Built on skewed perspective and chock-full of detail, this piece is slightly unsettling to look at.
Lucia Li is a remarkable artist with vision and insight.
Edie Christensen
Throughout my portfolio, I investigated the relationship we, as humans, have with our environment. Towards the end, my focus narrowed onto “give and take” and how humans fit into this natural order.
This digital artwork accompanies another traditional illustration that visualizes an animal food web, emphasizing its balanced, elegant nature. In contrast, this piece demonstrates humanity’s dominant role in these patterns of consumption — the humans sit menacingly large, picking from every level of the food web, and gorging themselves in excess (on both animals and.. people?). In the back, mounted on the wall, are the animals from the food web, though this time they are stiff and stuffed, staring vacantly at the viewer.
While for my previous piece, I took great care to plan out the composition and establish a nice flow throughout the illustration, I stuffed this one with as many details as possible. As a result, the piece as a whole feels a bit uncomfortable due to the sheer density of visual information. Upon closer inspection, however, many “easter eggs” pop out — every inch is meticulously rendered and thought-out.
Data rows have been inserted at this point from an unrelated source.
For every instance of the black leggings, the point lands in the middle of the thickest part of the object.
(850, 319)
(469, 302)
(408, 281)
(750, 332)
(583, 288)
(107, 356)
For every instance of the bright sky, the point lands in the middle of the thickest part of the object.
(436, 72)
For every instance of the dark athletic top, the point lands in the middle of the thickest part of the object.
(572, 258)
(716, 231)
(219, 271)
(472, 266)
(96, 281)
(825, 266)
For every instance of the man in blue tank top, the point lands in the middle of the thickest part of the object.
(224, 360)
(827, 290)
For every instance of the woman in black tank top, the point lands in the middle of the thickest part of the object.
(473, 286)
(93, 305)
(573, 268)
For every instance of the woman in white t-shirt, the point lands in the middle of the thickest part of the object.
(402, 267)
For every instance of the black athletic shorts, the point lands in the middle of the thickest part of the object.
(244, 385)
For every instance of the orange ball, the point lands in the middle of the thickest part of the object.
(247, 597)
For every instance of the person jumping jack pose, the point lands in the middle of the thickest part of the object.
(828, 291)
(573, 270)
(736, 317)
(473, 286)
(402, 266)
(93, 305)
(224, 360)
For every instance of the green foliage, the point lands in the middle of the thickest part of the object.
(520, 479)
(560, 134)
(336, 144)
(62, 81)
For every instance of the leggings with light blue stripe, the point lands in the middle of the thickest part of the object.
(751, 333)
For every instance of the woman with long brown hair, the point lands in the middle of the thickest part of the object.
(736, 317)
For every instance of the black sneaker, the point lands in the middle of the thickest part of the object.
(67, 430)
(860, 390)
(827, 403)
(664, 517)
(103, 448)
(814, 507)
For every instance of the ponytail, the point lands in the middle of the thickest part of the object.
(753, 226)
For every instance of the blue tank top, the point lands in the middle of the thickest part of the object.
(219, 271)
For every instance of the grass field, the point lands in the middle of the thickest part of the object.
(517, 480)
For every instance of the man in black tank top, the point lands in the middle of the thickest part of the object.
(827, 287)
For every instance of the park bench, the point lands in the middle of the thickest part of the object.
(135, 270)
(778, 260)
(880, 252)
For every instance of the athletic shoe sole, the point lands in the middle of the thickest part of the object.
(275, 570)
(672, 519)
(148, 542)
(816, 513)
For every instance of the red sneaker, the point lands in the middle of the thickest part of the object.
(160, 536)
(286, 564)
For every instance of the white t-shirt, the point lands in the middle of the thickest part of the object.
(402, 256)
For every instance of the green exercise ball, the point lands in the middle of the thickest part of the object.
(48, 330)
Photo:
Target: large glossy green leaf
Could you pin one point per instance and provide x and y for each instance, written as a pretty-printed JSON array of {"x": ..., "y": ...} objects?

As a result, out of all the pieces in my portfolio, this took the longest, by far. 
Edie Christensen
Lucia Li is a remarkable artist with vision and insight. Her artwork is part of her broader investigation of the environment, physical impacts, social, and her personal reflection of it. As a group, we explored the intention of each artist in their investigation as well as critiquing the final result as well as the progressive art as it led up to the final artwork. I feel this was one of the most important elements of our classroom activities. We discussed symbols, changing canvas formats, different perspectives, composition, and visual elements such as more contrast or emphasis and how various students perceived the artwork. Students discussed if it was clear to them or, in some way, the artwork needed more work. The critiques facilitated more revisions and furthered the process. The students had access to many different art materials in class and were supplied with their own sets in either watercolors or acrylics. A cart with art supplies was brought out every day. Different sizes of canvas and paper were made available. Lucia and the other students were encouraged to experiment; most of the class time was studio time, used for independent art-making. Several students, including Lucia, brought their computers to class every day to work on their art. Above all, the students were encouraged to create a portfolio that expressed their own vision and voice. Lucia, with her excellent skill, did that. Her artwork is original; her symbols of using the angry animals mounted as trophies and garments of status create a powerful commentary of her voice. I learned from Lucia and other highly creative students to allow the students the freedom to explore their ideas, have open-ended commentary, and allow the students to revise their artwork by looking at it in a group setting, with the artist making the final evaluation after our class discussions.